Commentaar van Pieter De Poortere:
"Ik weet dat ik het als kind erg cool vond dat Geraard de Duivel ook echt in het Geraard Duivelsteen in Gent woonde. Ik was nooit echt gerust als ik daar passeerde.
Het was geloof ik ook de eerste keer dat ik personages begon te herkennen in een strip, Verhofstadt, Hitler, Urbanus, allemaal samen in de hel. Erg grappig.
De verhalen zijn soms enorm surrealistisch of psychedelisch zonder dat iemand zich daar vragen bij stelt. Alles kan gewoon, en dat zorgt voor vrolijke chaos... Sleen deed zijn eigen zin.
Ik moet eigenlijk dringend de reeks beginnen verzamelen, ik heb er massa's gelezen in mijn vaders collectie, maar zelf heb ik er maar een stuk of vijf.
Mijn favorieten zijn toch wel de oudere, De Bende van de Zwarte Kous en zo. Ricardo vind ik het tofste personage van de reeks.
Madam Pheip is ook een fantastisch karakter, heel schoon getekend ook, met die hakjes en zo...
Ik vind ook zijn zwart-witgebruik erg goed, een gevolg van de publicatie in de kranten. En dan dat tempo...

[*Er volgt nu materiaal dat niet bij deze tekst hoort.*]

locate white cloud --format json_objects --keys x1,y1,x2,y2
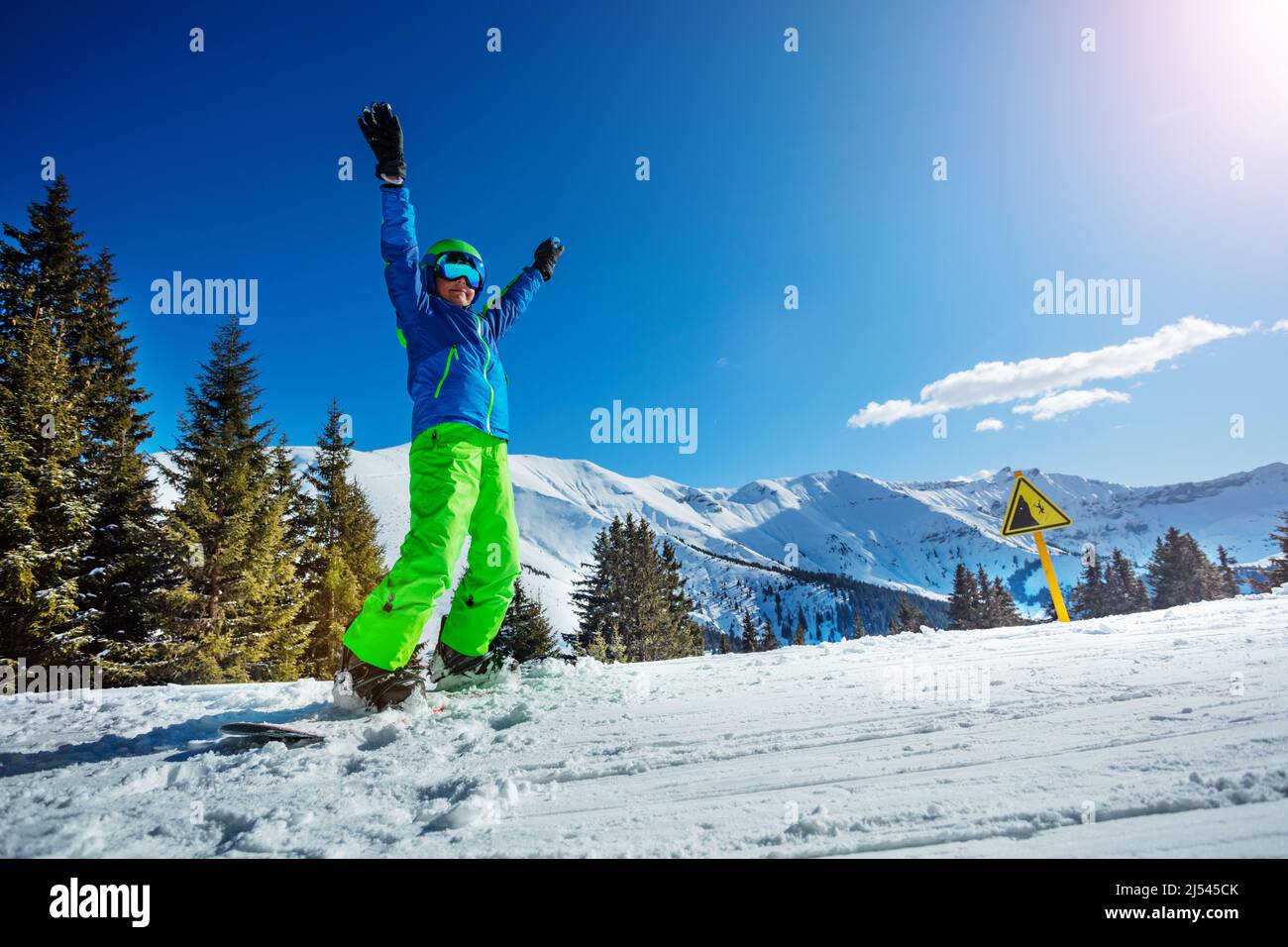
[
  {"x1": 847, "y1": 316, "x2": 1253, "y2": 428},
  {"x1": 1012, "y1": 388, "x2": 1130, "y2": 421}
]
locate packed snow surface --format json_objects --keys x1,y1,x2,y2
[{"x1": 0, "y1": 594, "x2": 1288, "y2": 858}]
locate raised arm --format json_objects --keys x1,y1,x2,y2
[
  {"x1": 486, "y1": 237, "x2": 564, "y2": 340},
  {"x1": 380, "y1": 185, "x2": 429, "y2": 339},
  {"x1": 358, "y1": 102, "x2": 429, "y2": 346}
]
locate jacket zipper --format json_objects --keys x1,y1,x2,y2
[
  {"x1": 434, "y1": 346, "x2": 456, "y2": 398},
  {"x1": 474, "y1": 313, "x2": 496, "y2": 434}
]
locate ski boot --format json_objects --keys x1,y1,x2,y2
[
  {"x1": 331, "y1": 646, "x2": 425, "y2": 710},
  {"x1": 429, "y1": 639, "x2": 505, "y2": 690}
]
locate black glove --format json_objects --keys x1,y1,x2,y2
[
  {"x1": 358, "y1": 102, "x2": 407, "y2": 184},
  {"x1": 532, "y1": 237, "x2": 564, "y2": 282}
]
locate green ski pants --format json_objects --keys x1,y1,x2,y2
[{"x1": 344, "y1": 423, "x2": 519, "y2": 670}]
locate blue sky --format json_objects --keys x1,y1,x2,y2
[{"x1": 0, "y1": 3, "x2": 1288, "y2": 485}]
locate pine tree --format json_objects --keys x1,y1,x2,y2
[
  {"x1": 975, "y1": 566, "x2": 996, "y2": 627},
  {"x1": 742, "y1": 612, "x2": 760, "y2": 651},
  {"x1": 1069, "y1": 554, "x2": 1109, "y2": 618},
  {"x1": 948, "y1": 563, "x2": 980, "y2": 629},
  {"x1": 1103, "y1": 549, "x2": 1149, "y2": 614},
  {"x1": 889, "y1": 592, "x2": 926, "y2": 635},
  {"x1": 155, "y1": 316, "x2": 297, "y2": 683},
  {"x1": 0, "y1": 179, "x2": 97, "y2": 665},
  {"x1": 572, "y1": 514, "x2": 703, "y2": 661},
  {"x1": 760, "y1": 616, "x2": 782, "y2": 651},
  {"x1": 1216, "y1": 546, "x2": 1239, "y2": 598},
  {"x1": 1146, "y1": 526, "x2": 1221, "y2": 608},
  {"x1": 492, "y1": 579, "x2": 559, "y2": 664},
  {"x1": 301, "y1": 401, "x2": 383, "y2": 679},
  {"x1": 1253, "y1": 510, "x2": 1288, "y2": 591},
  {"x1": 71, "y1": 252, "x2": 168, "y2": 684},
  {"x1": 991, "y1": 576, "x2": 1024, "y2": 627}
]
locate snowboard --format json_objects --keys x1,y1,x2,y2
[{"x1": 219, "y1": 723, "x2": 326, "y2": 745}]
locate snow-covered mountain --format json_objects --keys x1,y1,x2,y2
[{"x1": 296, "y1": 445, "x2": 1288, "y2": 640}]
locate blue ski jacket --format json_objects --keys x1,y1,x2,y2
[{"x1": 380, "y1": 187, "x2": 545, "y2": 441}]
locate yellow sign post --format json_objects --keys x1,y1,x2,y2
[{"x1": 1002, "y1": 471, "x2": 1073, "y2": 621}]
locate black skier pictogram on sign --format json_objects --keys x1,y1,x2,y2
[{"x1": 1002, "y1": 476, "x2": 1073, "y2": 536}]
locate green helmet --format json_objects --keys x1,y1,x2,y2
[
  {"x1": 420, "y1": 240, "x2": 486, "y2": 295},
  {"x1": 396, "y1": 240, "x2": 486, "y2": 348}
]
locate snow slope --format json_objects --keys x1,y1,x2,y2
[{"x1": 0, "y1": 588, "x2": 1288, "y2": 857}]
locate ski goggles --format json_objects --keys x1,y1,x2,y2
[{"x1": 433, "y1": 250, "x2": 486, "y2": 290}]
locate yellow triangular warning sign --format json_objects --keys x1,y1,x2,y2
[{"x1": 1002, "y1": 476, "x2": 1073, "y2": 536}]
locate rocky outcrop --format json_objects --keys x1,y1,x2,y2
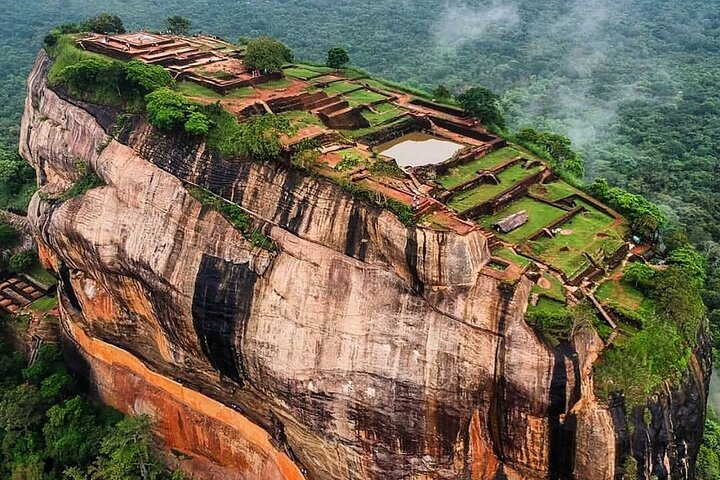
[{"x1": 20, "y1": 51, "x2": 707, "y2": 480}]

Nero komt ook voor in Boerke 3, als keizer Nero. Als eresaluut zeg maar.
En net als Sleen heb ik op Sint-Lucas gezeten, dat vind ik ook wel een fijne gedachte.
"

Pieter De Poortere is de auteur van Boerke, Joe de Eskimo, Kak en De Zichtbare Man.

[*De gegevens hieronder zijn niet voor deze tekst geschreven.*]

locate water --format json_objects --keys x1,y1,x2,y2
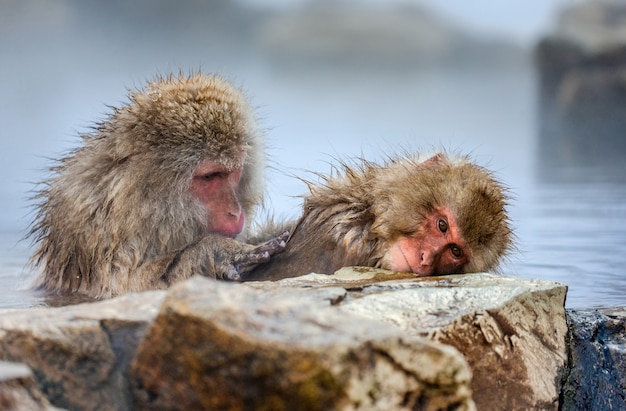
[{"x1": 0, "y1": 1, "x2": 626, "y2": 309}]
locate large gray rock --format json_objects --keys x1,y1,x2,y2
[
  {"x1": 0, "y1": 268, "x2": 568, "y2": 410},
  {"x1": 131, "y1": 278, "x2": 474, "y2": 410},
  {"x1": 0, "y1": 292, "x2": 165, "y2": 410},
  {"x1": 0, "y1": 361, "x2": 59, "y2": 411},
  {"x1": 536, "y1": 0, "x2": 626, "y2": 181},
  {"x1": 250, "y1": 268, "x2": 567, "y2": 410},
  {"x1": 562, "y1": 307, "x2": 626, "y2": 410}
]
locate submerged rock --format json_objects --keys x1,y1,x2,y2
[
  {"x1": 251, "y1": 268, "x2": 567, "y2": 410},
  {"x1": 0, "y1": 292, "x2": 165, "y2": 410},
  {"x1": 0, "y1": 361, "x2": 58, "y2": 411},
  {"x1": 562, "y1": 307, "x2": 626, "y2": 410},
  {"x1": 131, "y1": 278, "x2": 474, "y2": 410},
  {"x1": 0, "y1": 268, "x2": 567, "y2": 410}
]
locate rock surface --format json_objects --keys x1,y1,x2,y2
[
  {"x1": 131, "y1": 278, "x2": 473, "y2": 410},
  {"x1": 247, "y1": 269, "x2": 567, "y2": 410},
  {"x1": 0, "y1": 268, "x2": 567, "y2": 410},
  {"x1": 562, "y1": 307, "x2": 626, "y2": 410},
  {"x1": 0, "y1": 292, "x2": 165, "y2": 410},
  {"x1": 536, "y1": 0, "x2": 626, "y2": 181}
]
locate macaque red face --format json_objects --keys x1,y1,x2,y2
[
  {"x1": 189, "y1": 160, "x2": 245, "y2": 238},
  {"x1": 383, "y1": 207, "x2": 470, "y2": 276}
]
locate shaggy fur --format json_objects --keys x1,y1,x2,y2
[
  {"x1": 246, "y1": 153, "x2": 513, "y2": 280},
  {"x1": 30, "y1": 73, "x2": 265, "y2": 298}
]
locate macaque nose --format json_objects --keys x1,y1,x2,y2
[
  {"x1": 420, "y1": 251, "x2": 434, "y2": 267},
  {"x1": 219, "y1": 209, "x2": 246, "y2": 238}
]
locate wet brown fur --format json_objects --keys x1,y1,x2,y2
[
  {"x1": 30, "y1": 73, "x2": 265, "y2": 298},
  {"x1": 241, "y1": 153, "x2": 513, "y2": 280}
]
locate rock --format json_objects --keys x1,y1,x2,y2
[
  {"x1": 131, "y1": 276, "x2": 474, "y2": 410},
  {"x1": 562, "y1": 307, "x2": 626, "y2": 410},
  {"x1": 0, "y1": 292, "x2": 165, "y2": 410},
  {"x1": 536, "y1": 1, "x2": 626, "y2": 181},
  {"x1": 0, "y1": 361, "x2": 59, "y2": 411},
  {"x1": 249, "y1": 268, "x2": 567, "y2": 410},
  {"x1": 0, "y1": 268, "x2": 572, "y2": 410}
]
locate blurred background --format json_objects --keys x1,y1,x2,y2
[{"x1": 0, "y1": 0, "x2": 626, "y2": 308}]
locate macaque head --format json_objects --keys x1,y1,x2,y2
[
  {"x1": 115, "y1": 74, "x2": 265, "y2": 237},
  {"x1": 373, "y1": 154, "x2": 512, "y2": 276},
  {"x1": 189, "y1": 159, "x2": 245, "y2": 238}
]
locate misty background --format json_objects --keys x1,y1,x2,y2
[{"x1": 0, "y1": 0, "x2": 626, "y2": 307}]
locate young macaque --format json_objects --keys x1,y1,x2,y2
[
  {"x1": 30, "y1": 73, "x2": 286, "y2": 298},
  {"x1": 244, "y1": 153, "x2": 513, "y2": 281}
]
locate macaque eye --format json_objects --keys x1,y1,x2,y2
[
  {"x1": 200, "y1": 171, "x2": 225, "y2": 181},
  {"x1": 437, "y1": 218, "x2": 448, "y2": 233},
  {"x1": 450, "y1": 244, "x2": 463, "y2": 258}
]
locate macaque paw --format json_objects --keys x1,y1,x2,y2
[{"x1": 224, "y1": 231, "x2": 290, "y2": 281}]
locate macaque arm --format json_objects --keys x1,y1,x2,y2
[
  {"x1": 244, "y1": 217, "x2": 297, "y2": 244},
  {"x1": 136, "y1": 232, "x2": 289, "y2": 288}
]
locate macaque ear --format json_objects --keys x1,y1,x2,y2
[{"x1": 421, "y1": 153, "x2": 446, "y2": 168}]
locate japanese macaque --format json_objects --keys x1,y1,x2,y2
[
  {"x1": 244, "y1": 153, "x2": 513, "y2": 281},
  {"x1": 30, "y1": 73, "x2": 286, "y2": 298}
]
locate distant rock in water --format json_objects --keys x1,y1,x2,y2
[
  {"x1": 258, "y1": 2, "x2": 527, "y2": 69},
  {"x1": 536, "y1": 1, "x2": 626, "y2": 181}
]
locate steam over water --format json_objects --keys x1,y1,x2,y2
[{"x1": 0, "y1": 2, "x2": 626, "y2": 308}]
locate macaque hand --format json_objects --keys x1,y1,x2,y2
[{"x1": 217, "y1": 231, "x2": 289, "y2": 281}]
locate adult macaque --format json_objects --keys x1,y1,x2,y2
[
  {"x1": 30, "y1": 73, "x2": 284, "y2": 298},
  {"x1": 244, "y1": 154, "x2": 512, "y2": 281}
]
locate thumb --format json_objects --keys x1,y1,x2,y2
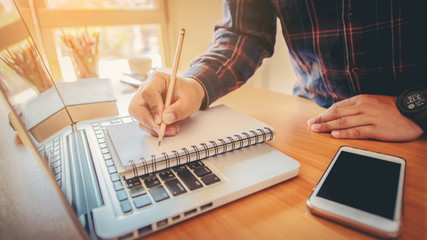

Ondertussen maakt het thuisfront zich bezorgd en Van Zwam wordt er bijgehaald. Eerst en vooral helpt deze het misverstand van Sleen de wereld uit: "Nero had een hoge hoed op waarvan hij per abuis dacht dat het die van Geeraard de Duivel was, maar dat kan niet want die is verdronken" (zie De Bronnen van Sing Song Li, 1951). Het spoor van Van Zwam leidt tot het doodlopend steegje waar hij sporen van bokkenpoten en een geur van zwavel en knoflook aangetroffen heeft. Adhemar besluit om naar pastoor Neels in Munte te gaan om een uitstekende remedie. Samen met Petoetje, Petatje en Clo-Clo, rekent Adhemar af met de duivel, besprenkelen ze hem met wijwater en laten hem een contract tekenen waarin Geeraard verklaart Nero nooit meer te zullen kwellen. De afgepeigerde Nero kan weer bij zijn positieven komen bij het traditionele wafelfestijn op het einde van het verhaal.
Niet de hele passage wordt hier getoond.